Cuando el Sr. Torre se atrevió a levantar la mirada, el investigador había desaparecido. Solo el libro yacía sobre el barro, cerrado, seco, como si la lluvia no lo hubiera tocado jamás. El anciano lo observó sin atreverse a acercarse. Algo en el aire había cambiado: la lluvia se había detenido, como si el mundo contuviera la respiración ante lo siguiente.

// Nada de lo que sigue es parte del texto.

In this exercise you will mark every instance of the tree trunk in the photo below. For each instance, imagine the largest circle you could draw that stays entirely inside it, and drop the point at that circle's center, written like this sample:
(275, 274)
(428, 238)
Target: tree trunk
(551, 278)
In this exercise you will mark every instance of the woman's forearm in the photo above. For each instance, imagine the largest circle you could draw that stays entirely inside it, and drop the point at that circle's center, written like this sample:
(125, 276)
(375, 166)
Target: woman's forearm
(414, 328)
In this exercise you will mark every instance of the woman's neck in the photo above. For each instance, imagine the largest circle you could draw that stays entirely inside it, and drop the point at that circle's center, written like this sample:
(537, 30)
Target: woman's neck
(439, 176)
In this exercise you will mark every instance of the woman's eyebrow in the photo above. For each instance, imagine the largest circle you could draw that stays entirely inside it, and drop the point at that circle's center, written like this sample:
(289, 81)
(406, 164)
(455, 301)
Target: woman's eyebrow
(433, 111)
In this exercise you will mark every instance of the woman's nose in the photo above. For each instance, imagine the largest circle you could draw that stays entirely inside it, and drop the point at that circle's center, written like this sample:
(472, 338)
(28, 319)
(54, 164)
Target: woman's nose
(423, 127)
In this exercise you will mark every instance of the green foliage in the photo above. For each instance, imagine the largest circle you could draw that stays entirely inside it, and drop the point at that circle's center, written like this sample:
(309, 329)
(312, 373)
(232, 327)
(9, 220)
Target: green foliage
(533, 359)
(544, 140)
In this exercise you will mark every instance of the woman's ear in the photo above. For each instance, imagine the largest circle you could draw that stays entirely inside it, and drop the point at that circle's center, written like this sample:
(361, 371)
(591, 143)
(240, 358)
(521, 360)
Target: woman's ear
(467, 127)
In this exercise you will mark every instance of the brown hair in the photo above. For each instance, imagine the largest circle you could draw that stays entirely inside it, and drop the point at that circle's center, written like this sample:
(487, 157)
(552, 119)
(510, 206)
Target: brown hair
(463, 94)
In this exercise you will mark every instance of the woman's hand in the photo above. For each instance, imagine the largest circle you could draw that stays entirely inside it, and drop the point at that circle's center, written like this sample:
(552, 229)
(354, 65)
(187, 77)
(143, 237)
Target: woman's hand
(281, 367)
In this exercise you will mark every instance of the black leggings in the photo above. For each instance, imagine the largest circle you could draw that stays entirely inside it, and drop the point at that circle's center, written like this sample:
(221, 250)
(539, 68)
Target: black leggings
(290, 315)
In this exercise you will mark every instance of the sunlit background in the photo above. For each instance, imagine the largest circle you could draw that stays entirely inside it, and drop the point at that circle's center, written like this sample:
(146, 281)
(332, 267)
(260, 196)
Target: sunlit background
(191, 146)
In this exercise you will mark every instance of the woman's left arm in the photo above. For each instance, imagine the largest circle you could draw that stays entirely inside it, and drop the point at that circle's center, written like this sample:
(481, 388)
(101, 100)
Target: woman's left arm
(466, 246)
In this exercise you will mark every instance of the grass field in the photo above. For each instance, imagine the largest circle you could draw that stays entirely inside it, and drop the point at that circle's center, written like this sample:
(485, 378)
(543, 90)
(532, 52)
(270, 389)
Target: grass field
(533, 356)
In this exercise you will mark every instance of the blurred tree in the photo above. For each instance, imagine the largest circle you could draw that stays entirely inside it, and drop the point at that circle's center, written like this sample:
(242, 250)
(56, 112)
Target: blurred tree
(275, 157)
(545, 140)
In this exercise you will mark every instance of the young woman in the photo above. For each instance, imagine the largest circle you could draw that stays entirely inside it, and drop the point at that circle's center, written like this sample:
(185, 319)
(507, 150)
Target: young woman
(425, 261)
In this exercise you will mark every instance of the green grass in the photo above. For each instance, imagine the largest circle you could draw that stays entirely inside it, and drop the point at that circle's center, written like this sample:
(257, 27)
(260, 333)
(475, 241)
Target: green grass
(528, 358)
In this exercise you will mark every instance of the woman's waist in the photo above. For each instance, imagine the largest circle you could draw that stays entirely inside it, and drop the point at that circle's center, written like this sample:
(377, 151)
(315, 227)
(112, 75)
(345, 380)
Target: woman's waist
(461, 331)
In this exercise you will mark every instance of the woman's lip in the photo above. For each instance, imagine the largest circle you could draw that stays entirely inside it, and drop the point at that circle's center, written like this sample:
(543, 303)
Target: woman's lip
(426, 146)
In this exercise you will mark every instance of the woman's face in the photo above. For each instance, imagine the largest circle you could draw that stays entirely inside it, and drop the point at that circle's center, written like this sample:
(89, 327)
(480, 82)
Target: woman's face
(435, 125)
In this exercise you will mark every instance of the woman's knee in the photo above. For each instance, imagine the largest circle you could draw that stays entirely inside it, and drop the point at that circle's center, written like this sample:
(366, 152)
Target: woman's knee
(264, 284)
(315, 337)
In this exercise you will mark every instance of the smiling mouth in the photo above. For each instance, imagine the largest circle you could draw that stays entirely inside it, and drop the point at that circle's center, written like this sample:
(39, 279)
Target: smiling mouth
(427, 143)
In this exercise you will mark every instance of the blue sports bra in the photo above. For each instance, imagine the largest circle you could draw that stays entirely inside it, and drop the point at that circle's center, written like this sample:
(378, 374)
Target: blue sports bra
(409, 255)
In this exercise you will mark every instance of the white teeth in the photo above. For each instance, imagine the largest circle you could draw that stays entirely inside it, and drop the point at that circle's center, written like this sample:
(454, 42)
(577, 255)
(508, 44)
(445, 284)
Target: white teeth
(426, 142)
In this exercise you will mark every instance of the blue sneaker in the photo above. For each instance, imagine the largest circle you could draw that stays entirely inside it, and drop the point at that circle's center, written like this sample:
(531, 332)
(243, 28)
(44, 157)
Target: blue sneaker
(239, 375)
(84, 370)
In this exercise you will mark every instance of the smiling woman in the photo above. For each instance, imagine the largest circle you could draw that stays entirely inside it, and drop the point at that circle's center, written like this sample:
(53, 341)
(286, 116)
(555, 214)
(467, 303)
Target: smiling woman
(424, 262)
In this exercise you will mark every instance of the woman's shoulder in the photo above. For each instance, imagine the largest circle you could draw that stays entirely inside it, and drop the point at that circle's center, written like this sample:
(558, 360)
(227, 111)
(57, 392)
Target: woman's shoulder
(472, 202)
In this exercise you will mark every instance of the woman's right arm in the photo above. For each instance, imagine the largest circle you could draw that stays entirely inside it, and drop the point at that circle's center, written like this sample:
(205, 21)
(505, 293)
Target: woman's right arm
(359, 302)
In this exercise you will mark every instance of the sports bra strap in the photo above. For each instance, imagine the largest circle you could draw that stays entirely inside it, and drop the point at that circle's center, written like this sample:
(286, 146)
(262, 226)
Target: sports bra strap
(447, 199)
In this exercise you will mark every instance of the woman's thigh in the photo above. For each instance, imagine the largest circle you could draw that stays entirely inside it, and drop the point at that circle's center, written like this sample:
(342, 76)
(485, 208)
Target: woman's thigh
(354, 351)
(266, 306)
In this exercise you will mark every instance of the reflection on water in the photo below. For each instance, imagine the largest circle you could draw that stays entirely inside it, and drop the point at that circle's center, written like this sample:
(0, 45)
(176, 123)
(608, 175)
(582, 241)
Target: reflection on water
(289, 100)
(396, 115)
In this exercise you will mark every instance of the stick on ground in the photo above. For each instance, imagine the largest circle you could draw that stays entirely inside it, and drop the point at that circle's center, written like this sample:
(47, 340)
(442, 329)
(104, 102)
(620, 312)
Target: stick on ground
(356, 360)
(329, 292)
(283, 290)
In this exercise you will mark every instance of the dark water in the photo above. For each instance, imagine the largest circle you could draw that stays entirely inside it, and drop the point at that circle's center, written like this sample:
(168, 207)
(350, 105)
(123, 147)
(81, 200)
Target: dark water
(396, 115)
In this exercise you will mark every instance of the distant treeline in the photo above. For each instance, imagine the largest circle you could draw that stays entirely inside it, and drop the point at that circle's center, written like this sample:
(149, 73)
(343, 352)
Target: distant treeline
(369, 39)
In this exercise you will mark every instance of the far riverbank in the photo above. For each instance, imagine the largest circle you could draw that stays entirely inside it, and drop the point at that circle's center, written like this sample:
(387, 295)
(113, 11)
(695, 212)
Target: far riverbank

Caminó hasta el libro. Durante un largo minuto dudó, pero la curiosidad —la misma maldición que lo había condenado siempre— pudo más. Lo abrió.
Las páginas estaban en blanco, salvo por una frase escrita con la misma tinta azulada:

El conocimiento no pertenece a quien lo busca, sino a quien lo encuentra.

Torre cerró los ojos. Sabía que esa frase no estaba dirigida a él, sino al hombre que había desaparecido entre las tinieblas. Miró en torno. En la intersección de los caminos, el barro formaba una figura que no había estado allí antes: el mismo símbolo del círculo y las líneas. A medida que lo contemplaba, tuvo la sensación de que el suelo latía, respiraba, esperando algo.

El viento volvió, suave al principio, y con él el rumor de las voces antiguas. El anciano dio un paso atrás, pero tropezó y cayó. El libro se cerró de golpe. Por un instante, creyó ver —o imaginar— la silueta del investigador entre la bruma, observándolo desde la distancia. Luego, la figura se disolvió, como si nunca hubiera estado allí.

Cuando el aguacero amainó, solo quedaba el cruce vacío. Ni rastro del hombre, ni del símbolo, ni del libro.

Más tarde, algunos campesinos juraron haber visto luces extrañas esa noche, y oír un canto bajo la tierra. Otros dijeron que el Sr. Torre enloqueció y fue hallado días después, murmurando nombres que nadie comprendía.

El informe oficial del museo clasificó el caso como “desaparición no esclarecida”. Pero en el despacho vacío del investigador, sobre el escritorio, apareció una hoja en blanco. Solo una frase estaba escrita en su centro, con letra temblorosa:

A veces, en la encrucijada, no elegimos… somos elegidos.